# P.J. Hairston with the Flop of the Year



## Basel (Mar 31, 2005)

:laugh: Incredible.


----------



## Basel (Mar 31, 2005)

@Diable


----------



## R-Star (Jun 13, 2002)

Because he's a nobody he will get a public reply from Sterling to act like they're cracking down on this.


----------



## Basel (Mar 31, 2005)

@cbSSportsNBA: Charlotte’s P.J. Hairston fined $5,000 for the worst flop of all time. https://t.co/l19pJQwFjI


----------



## RollWithEm (Jul 16, 2002)

I still think these fines should be based on a salary percentage rather than a dollar amount. $5000 means more to Hairston than it would to Al Jefferson.


----------



## Basel (Mar 31, 2005)

RollWithEm said:


> I still think these fines should be based on a salary percentage rather than a dollar amount. $5000 means more to Hairston than it would to Al Jefferson.



I like that idea.


----------



## R-Star (Jun 13, 2002)

RollWithEm said:


> I still think these fines should be based on a salary percentage rather than a dollar amount. $5000 means more to Hairston than it would to Al Jefferson.


It should just be more period. 

They made all this talk last season about clamping down and repeat offender, blah blah blah and nothing is really changing.
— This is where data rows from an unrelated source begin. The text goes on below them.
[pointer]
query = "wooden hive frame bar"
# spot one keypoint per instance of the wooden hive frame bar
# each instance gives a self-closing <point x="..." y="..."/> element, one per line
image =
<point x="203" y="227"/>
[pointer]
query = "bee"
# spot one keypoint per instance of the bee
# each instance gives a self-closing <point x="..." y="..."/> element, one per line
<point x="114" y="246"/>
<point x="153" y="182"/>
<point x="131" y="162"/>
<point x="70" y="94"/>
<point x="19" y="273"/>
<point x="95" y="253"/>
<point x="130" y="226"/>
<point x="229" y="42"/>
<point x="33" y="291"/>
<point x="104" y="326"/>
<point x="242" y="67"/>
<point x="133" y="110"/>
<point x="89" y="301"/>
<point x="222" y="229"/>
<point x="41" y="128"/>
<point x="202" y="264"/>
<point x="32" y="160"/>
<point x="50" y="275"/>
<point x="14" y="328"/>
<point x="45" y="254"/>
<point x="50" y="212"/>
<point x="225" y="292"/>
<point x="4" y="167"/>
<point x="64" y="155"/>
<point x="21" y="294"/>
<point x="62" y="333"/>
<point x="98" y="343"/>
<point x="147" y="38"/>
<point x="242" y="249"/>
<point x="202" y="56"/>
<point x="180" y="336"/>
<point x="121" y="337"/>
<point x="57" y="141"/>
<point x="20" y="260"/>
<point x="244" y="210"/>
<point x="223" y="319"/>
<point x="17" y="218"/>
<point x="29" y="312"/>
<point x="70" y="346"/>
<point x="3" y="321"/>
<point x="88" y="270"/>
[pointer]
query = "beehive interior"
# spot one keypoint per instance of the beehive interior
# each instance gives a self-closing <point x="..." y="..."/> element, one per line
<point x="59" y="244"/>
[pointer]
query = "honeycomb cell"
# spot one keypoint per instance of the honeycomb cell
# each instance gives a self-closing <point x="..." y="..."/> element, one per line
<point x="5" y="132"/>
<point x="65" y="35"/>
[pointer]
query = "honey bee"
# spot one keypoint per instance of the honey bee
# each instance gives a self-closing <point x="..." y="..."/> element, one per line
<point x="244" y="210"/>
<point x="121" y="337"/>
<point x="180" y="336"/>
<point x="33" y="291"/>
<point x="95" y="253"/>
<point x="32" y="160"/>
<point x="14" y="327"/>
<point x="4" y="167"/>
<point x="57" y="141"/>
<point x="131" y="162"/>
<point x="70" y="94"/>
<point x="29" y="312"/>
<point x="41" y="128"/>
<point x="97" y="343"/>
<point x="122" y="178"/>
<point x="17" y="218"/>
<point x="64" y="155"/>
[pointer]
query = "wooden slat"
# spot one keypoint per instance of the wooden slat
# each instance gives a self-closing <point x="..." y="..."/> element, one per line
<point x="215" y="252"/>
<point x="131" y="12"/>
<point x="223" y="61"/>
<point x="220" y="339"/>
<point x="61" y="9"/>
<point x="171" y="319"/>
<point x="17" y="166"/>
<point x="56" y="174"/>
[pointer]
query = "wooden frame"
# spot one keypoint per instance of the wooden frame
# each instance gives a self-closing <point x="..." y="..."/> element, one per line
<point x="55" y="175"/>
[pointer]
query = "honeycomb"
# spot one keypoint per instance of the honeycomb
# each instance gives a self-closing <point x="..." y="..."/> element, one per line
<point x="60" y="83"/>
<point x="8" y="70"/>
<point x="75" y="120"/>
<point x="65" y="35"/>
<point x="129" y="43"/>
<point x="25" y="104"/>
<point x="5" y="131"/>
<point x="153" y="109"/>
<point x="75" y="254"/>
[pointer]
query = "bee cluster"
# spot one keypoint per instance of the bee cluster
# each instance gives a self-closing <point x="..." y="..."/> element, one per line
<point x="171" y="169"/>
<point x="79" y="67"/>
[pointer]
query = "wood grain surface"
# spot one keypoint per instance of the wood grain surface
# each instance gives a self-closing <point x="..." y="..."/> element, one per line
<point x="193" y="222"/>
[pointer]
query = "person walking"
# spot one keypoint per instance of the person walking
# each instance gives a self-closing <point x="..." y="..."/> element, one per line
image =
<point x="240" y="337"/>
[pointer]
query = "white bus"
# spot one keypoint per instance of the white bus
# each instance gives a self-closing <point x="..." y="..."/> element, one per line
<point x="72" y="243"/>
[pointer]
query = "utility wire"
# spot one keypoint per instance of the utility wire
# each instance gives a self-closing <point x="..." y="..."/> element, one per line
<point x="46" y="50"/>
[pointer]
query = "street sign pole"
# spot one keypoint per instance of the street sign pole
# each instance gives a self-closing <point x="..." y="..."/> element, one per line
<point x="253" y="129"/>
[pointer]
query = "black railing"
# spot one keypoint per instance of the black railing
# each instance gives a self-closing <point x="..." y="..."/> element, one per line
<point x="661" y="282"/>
Just the occasional slap on the wrist when a flop is too blatant to defend.


----------



## RollWithEm (Jul 16, 2002)

R-Star said:


> It should just be more period.
> 
> They made all this talk last season about clamping down and repeat offender, blah blah blah and nothing is really changing. Just the occasional slap on the wrist when a flop is too blatant to defend.


.5% of your yearly salary would be more than a slap on the wrist. That would make it $5,000 for every million you make in a year.


----------



## R-Star (Jun 13, 2002)

RollWithEm said:


> .5% of your yearly salary would be more than a slap on the wrist. That would make it $5,000 for every million you make in a year.


I'd favor increasing suspensions based on flop history. 1 game for first offense, 3 for second, 5 for third, etc. Also, if you don't pay the player his salary during the suspended games then it follows your percentile idea.


----------